Second suspect arrested in 24-year-old Frank Weiss murder case
A second arrest in Frank Weiss’ 24-year cold case suggests the killing was never a one-person crime. Keith Hart was booked two weeks after Lisa Honrud as detectives widened the case.

The Frank Weiss cold case just changed shape. Frisco police arrested 57-year-old Keith Hart of Waxahachie on a murder warrant at about 7:45 a.m. May 8, only two weeks after the earlier arrest of Weiss’ former wife, Lisa Honrud, in the 2002 killing of the Plano businessman.
That second arrest matters because it pushes the investigation beyond a simple suspect-and-victim story. With Hart now in custody, detectives appear to be testing a broader theory of the crime, one that could include planning, concealment, and lies told after Weiss vanished. Chief David Shilson said the new arrest moved the department closer to closure for the Weiss family, but the case is still active and the full sequence of events has not been laid out publicly.

Weiss was found dead near Lake Lewisville inside Frisco city limits, his body wrapped in black bags, tied with rope, and weighed down with 50-pound sandbags duct-taped to his legs. He had been shot twice in the chest with a .38-caliber gun. Those details have long made the case stand out as more than an ordinary disappearance.

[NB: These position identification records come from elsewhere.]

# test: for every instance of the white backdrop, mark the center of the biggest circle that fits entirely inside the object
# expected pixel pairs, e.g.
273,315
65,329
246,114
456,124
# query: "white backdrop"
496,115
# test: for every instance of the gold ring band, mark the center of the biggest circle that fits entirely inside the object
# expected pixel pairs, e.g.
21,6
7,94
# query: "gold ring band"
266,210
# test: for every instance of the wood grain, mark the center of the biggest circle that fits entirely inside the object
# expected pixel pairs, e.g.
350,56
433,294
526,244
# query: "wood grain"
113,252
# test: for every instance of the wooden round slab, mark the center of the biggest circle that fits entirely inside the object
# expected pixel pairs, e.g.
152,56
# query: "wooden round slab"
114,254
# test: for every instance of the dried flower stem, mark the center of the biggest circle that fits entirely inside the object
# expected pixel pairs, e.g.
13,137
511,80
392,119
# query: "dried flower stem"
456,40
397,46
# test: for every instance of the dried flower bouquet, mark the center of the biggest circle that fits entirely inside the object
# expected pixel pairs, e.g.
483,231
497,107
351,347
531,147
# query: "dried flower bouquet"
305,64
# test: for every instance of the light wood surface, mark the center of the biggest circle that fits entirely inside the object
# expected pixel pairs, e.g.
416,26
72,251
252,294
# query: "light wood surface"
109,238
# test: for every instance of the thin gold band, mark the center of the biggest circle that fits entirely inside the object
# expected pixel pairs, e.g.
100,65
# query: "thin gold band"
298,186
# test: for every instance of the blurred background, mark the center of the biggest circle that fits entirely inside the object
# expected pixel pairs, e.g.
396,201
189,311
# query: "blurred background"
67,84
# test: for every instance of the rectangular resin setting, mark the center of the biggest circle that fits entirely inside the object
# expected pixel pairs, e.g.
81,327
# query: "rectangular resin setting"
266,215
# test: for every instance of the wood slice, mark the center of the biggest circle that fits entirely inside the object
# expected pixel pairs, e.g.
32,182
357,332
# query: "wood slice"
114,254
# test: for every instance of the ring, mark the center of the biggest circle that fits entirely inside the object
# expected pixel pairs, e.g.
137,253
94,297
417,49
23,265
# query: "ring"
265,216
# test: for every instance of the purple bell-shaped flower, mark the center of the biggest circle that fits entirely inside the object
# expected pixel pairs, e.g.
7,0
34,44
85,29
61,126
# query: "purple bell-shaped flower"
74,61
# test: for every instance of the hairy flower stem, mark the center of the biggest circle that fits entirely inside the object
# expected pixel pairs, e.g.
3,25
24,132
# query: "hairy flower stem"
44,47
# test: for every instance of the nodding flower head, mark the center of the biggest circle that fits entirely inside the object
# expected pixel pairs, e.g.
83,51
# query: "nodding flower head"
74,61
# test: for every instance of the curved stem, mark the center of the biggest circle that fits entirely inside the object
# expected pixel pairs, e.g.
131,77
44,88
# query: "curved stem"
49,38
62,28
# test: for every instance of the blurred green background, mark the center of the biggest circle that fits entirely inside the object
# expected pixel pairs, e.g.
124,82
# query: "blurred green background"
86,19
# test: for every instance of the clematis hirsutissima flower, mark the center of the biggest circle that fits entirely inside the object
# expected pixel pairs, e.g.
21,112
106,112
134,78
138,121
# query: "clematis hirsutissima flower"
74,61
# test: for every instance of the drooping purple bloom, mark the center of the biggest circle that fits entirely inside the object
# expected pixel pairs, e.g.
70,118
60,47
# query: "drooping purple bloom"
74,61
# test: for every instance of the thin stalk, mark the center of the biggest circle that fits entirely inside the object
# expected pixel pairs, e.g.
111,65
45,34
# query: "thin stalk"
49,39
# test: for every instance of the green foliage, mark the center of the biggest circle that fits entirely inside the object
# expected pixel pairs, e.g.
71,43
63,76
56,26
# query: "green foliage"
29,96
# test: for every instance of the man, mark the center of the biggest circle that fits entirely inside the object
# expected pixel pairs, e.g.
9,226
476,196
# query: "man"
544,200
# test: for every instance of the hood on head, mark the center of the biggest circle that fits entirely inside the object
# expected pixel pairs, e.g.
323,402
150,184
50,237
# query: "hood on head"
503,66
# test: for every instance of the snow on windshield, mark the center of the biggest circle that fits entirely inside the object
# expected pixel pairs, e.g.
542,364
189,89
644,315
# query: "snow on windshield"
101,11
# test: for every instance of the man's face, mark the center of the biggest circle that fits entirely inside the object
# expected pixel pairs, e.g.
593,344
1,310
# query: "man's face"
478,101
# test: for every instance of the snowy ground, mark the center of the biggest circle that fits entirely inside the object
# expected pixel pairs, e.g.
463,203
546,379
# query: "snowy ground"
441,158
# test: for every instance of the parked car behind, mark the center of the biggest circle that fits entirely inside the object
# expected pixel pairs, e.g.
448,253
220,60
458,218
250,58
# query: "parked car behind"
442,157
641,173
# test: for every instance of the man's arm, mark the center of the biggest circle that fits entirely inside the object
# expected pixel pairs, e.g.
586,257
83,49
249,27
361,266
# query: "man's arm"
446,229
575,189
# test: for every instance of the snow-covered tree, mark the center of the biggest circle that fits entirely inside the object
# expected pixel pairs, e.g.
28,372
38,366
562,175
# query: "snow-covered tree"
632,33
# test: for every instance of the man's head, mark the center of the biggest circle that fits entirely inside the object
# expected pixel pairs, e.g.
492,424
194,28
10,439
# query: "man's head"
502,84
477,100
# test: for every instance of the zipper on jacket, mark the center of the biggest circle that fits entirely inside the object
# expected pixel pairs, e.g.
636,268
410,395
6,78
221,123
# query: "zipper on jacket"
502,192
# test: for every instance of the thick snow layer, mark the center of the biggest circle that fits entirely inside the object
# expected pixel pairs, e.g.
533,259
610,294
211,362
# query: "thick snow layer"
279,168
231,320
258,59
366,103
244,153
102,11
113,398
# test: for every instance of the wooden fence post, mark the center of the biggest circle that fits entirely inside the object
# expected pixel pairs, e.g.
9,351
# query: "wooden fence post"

They point to deliberate concealment, not panic.
Investigators said the breakthrough came after Frisco reopened the case earlier this year with a six-officer team, re-interviewed witnesses, and began spotting inconsistencies that had never been resolved. Police also said the work depended on a key witness, modern technology, and advances in investigative techniques. That combination helped turn a dormant file into an active homicide case again, and then into two arrests in rapid succession.
An arrest affidavit says Frank and Lisa Weiss went to dinner on June 2, 2002, and that was the last time he was seen alive. His body was found two days later. The affidavit also says Weiss had recently asked for an annulment, which Honrud signed, and that he changed the beneficiary of his life insurance policy about a month before his death, naming his daughter as the sole beneficiary. Another reported detail says a witness gave Honrud a .38-caliber revolver before Weiss disappeared, and that Honrud later allegedly said the gun had been thrown off a bridge over Joe Pool Lake.
Carla Weiss has said she believes others were involved in her father’s death and wants everyone responsible brought to justice. Frisco police continue to ask for tips by phone, text, or through the department app, as the 24-year-old Dallas-area homicide moves from cold file to widening prosecution.